The daily visits to little wayside shrines, the Friday puja, the arishina-kumkuma platter offered to visiting married women, the annual Bengaluru Karaga and the fragrant chariot of the Halasuru Poo Pallaki... they were all novelties to me.
When it came to local cuisine, although dietary preferences are typically hardwired into the human brain, I for one adapted to it easily. Even today, while my kitchen turns out Keralan staple food by and large, a traditional oota at a Kannadiga wedding activates my salivary glands like nothing else can. (It is another matter that today’s Bengaluru wedding oota might include Gobi Manchurian and such other excrescences.)
I realise that what I’ve been trying to pinpoint so far is the itness of the Bengaluru Kannadiga in particular. At the risk of lapsing into stereotype, I will firmly stick to my first impression and use the word “accommodating” to describe the unruffled Kannadiga with the “aagli-bidi” attitude.
Accommodating many languages, faiths and cultures. “That was in the past”, you say, reminding me of the rise of Kannada chauvinism — or depending on your perspective, Kannada pride — in the 1990s and beyond. When ‘water wars’ between Karnataka and Tamil Nadu kindled conflict, when people muttered darkly about outsiders snatching local jobs, and when the influx of “IT-BT” employees reportedly caused a spike in the prices of everything from rented flats to vegetables.
Returning from my neighbourhood shopping last week, I had just stepped across the entrance to our apartment block when one of the bags I was carrying fell with a resounding crack. Jameela, who speaks and understands no language but Tamil, was swabbing the floor. Believing that I’d broken some valuable, she sympathised with me loudly. It’s only a coconut, I explained, and it hasn’t actually shattered.

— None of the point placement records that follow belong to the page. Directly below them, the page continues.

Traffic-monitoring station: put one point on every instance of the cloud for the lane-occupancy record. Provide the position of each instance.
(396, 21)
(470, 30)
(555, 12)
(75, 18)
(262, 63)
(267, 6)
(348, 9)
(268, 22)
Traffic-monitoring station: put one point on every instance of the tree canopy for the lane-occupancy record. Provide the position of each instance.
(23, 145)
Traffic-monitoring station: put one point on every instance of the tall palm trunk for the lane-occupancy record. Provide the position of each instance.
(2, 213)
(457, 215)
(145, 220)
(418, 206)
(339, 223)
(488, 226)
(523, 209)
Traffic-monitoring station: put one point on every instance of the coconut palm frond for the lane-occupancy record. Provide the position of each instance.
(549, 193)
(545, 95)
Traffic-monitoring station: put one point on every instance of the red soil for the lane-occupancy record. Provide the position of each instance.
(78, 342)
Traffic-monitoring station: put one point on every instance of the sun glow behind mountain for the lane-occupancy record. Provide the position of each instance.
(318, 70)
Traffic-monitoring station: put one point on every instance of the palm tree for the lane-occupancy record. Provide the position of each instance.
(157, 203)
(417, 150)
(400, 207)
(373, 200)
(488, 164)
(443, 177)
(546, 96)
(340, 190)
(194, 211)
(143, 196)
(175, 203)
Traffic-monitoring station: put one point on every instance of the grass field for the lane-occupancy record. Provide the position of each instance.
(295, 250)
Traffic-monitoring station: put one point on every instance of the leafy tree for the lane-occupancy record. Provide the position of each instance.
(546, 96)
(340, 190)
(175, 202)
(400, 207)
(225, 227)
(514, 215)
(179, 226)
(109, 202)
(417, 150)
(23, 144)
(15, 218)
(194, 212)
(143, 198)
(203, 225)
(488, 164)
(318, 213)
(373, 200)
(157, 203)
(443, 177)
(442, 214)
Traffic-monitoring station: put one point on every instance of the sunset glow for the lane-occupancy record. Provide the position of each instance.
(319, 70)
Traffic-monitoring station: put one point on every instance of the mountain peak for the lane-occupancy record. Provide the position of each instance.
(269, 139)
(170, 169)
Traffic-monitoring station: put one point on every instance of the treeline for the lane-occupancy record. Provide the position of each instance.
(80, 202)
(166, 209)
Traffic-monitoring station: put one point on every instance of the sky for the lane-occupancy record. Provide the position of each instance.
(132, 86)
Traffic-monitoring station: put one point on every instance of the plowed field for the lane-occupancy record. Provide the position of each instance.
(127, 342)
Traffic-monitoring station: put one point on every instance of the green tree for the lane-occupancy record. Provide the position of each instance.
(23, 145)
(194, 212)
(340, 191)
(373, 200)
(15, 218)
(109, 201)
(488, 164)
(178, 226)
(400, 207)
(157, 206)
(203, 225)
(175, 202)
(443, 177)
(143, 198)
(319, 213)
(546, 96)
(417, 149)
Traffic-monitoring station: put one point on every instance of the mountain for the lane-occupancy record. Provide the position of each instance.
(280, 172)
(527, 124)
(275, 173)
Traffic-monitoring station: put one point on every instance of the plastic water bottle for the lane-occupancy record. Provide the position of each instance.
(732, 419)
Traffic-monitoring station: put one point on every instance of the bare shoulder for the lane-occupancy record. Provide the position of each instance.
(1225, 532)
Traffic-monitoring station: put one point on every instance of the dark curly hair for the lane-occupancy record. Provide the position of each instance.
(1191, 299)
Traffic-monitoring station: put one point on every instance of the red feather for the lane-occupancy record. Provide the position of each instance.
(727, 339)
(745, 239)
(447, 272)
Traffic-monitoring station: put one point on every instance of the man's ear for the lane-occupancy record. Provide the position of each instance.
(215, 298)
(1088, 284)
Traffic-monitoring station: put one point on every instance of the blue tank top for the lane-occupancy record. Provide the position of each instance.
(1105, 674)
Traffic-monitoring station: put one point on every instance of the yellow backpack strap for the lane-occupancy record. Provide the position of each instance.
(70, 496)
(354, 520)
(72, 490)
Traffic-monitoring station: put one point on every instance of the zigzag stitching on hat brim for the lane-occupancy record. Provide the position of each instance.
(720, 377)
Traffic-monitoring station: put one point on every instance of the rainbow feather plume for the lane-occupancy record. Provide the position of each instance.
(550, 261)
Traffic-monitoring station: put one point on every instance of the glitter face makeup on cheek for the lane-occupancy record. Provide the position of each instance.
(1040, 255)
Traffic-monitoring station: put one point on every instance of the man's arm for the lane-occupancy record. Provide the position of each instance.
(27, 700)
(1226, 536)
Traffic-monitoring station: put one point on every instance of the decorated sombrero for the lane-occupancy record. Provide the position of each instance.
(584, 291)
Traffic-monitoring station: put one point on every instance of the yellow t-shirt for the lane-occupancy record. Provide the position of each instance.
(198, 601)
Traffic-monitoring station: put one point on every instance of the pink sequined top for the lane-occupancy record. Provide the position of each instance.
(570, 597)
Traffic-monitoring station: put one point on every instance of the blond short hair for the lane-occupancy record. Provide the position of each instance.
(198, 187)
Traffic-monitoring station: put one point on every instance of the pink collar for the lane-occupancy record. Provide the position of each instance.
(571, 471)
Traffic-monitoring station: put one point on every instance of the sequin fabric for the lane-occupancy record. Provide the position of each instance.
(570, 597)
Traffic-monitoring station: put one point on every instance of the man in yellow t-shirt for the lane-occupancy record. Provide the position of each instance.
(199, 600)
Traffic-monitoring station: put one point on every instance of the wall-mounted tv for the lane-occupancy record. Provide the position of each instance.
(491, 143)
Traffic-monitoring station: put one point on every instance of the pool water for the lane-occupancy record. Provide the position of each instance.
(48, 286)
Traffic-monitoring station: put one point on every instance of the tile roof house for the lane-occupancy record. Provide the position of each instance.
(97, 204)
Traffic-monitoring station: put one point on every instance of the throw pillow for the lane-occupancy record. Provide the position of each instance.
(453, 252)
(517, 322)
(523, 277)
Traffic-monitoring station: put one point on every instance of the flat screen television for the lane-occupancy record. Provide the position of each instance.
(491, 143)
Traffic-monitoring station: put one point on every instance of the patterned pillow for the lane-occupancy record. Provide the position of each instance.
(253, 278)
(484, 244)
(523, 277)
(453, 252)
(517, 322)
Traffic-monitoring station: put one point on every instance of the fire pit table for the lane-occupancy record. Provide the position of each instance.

She nodded appreciatively and said in Tamil, “A coconut breaking here, that’s very good.” It took me a few seconds to realise the import of her words: it was an auspicious sign for our block and possibly for her as well! I burst out laughing but she was dead serious. She kept repeating, “Coconut breaking, just in this spot, good, very good.”
A Malayali nastika is reminded of her Hindu roots by a Tamizh Muslim. That’s my ooru Bengaluru for you. And that, all said and done, is Kannadiga enough for me.
The writer is a journalist, author and dyed-in-the-wool Bengalurean.